Ukrainian Dream of Da Vinci

  • Ukrainian Dream of Da Vinci
  • Ukrainian Dream of Da Vinci
Issue 55, March 2013.

With its spacious central square, streets decorated with Italian arches, sizeable churches and a dominant palazzo, the little town of Zhovkva – with 13,000 inhabitants – is as close as one will get in Ukraine to seeing what da Vinci dreamed of as his “ideal city.”
The concept appeared in 1488 when the plague was ravaging Europe, and in Milan, the city where the artist lived, a third of its population had already died. Observing the sad aftermath of the Black Death, da Vinci came to the conclusion that a better-designed city could ward off illness and mortality. Many European cities in da Vinci’s era were densely populated and where the garbage was routinely deposited into narrow and dark streets with no sanitation norms, germs and diseases spread very quickly.
Da Vinci thought of a city that would be more spacious and was split into two levels: lower level would be used by carts and animals, while upper level, which had wider streets, would be used for foot traffic. Canals were dedicated to commercial purposes, as well as a sewage system. On his style of urban planning, da Vinci simply said “only let that which is good looking be seen on the surface of the city.”
Because the ideal city was so grand in scale and required entire cities to be rebuilt, it never came to life the way da Vinci (with his profound knowledge in architecture, engineering and invention) envisioned it.
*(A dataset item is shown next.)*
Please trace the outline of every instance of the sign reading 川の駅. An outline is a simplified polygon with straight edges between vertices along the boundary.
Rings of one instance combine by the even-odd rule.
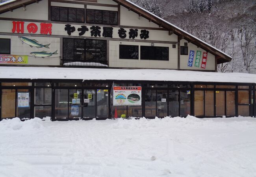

However he introduced a concept that became appealing to European urban planners, including those who inhabited the territory of present-day Ukraine.
In the 17th century, two Italian architects and sculptors Paolo de Ducato Klemenci (known by his guild nickname Paul the Fortunate) and Paolo Dominici Romanus applied da Vinci’s ideal city concept to Zhovkva and its existing structures.
Both Italians were well-known in the region as Paul the Fortunate built Lviv’s Golden Rose Synagogue (destroyed by the Nazis in 1941), while Paul of Rome, also active in Lviv, erected that city’s Bernadine and Dormition churches, as well as several buildings on the Market Square.
The city complex in Zhovkva is unique not only because it is the only well-preserved realization of the ideal city in Ukraine, but is also an extremely rare type of planning among the nearly 200 preserved ideal cities in Europe.
The result of their urban planning is a town impressive in both scope and implementation. One half of Zhovkva’s center is lined with streets covered by Italian arches – no other city in Ukraine has them – while the other half is dominated by Paul of Rome’s St. Lawrence Church, which boasts friezes of military scenes.
Other churches and buildings are scattered about, positioned on streets reminiscent of those found in Italy. Holding the complex together is the massive Zhovkva Castle, which has words in Latin inscribed beneath the roof on its backside.
Zhovkva was first inhabited in the 14th century and in 1594, the Polish military commander Stanislaw Zolkiewski, who gave the city its name, fortified the settlement and built the Zhovkva castle. The town did not, however, reach its peak until the latter half of the 17th century, after King Jan III Sobieski made Zhovkva his royal residence.
As leader of the Polish-Lithuanian Commonwealth for 22 years, Sobieski brought about much-needed stability after a turbulent period of war, which included the 1648 Bohdan Khmelnitsky-led Cossack uprising.
Along with the two Paolos, some of the region’s finest architects worked in Zhovkva, unfortunately many of which remain unknown to modern scholars even today.
Today, Zhovkva has 51 architectural monuments, 49 of which have national significance. In 2001, the Ukrainian government supported a local initiative to preserve and restore Zhovkva. The 20-year program not only envisions restoration work, but renewing destroyed architecture, as well as conducting historic and academic studies.
As a result, buildings in the center are slowly being renovated. Zhovkva’s castle, which needs some $8 million in refurbishments, has been saved from ruination. Eventually, it will house a stage for open-air concerts in its impressive courtyard, a museum, a conference centre and a small hotel.
Zhovkva has received money for restoration as part of those allocated for the EURO 2012 championship preparation, however for the present year the current government has cut restoration funding completely. Still Zhovkva’s officials are dedicated to restoring the city to its previous grandeur so that visitors and residents can continue enjoying Ukraine’s one example of da Vinci’s ideal city.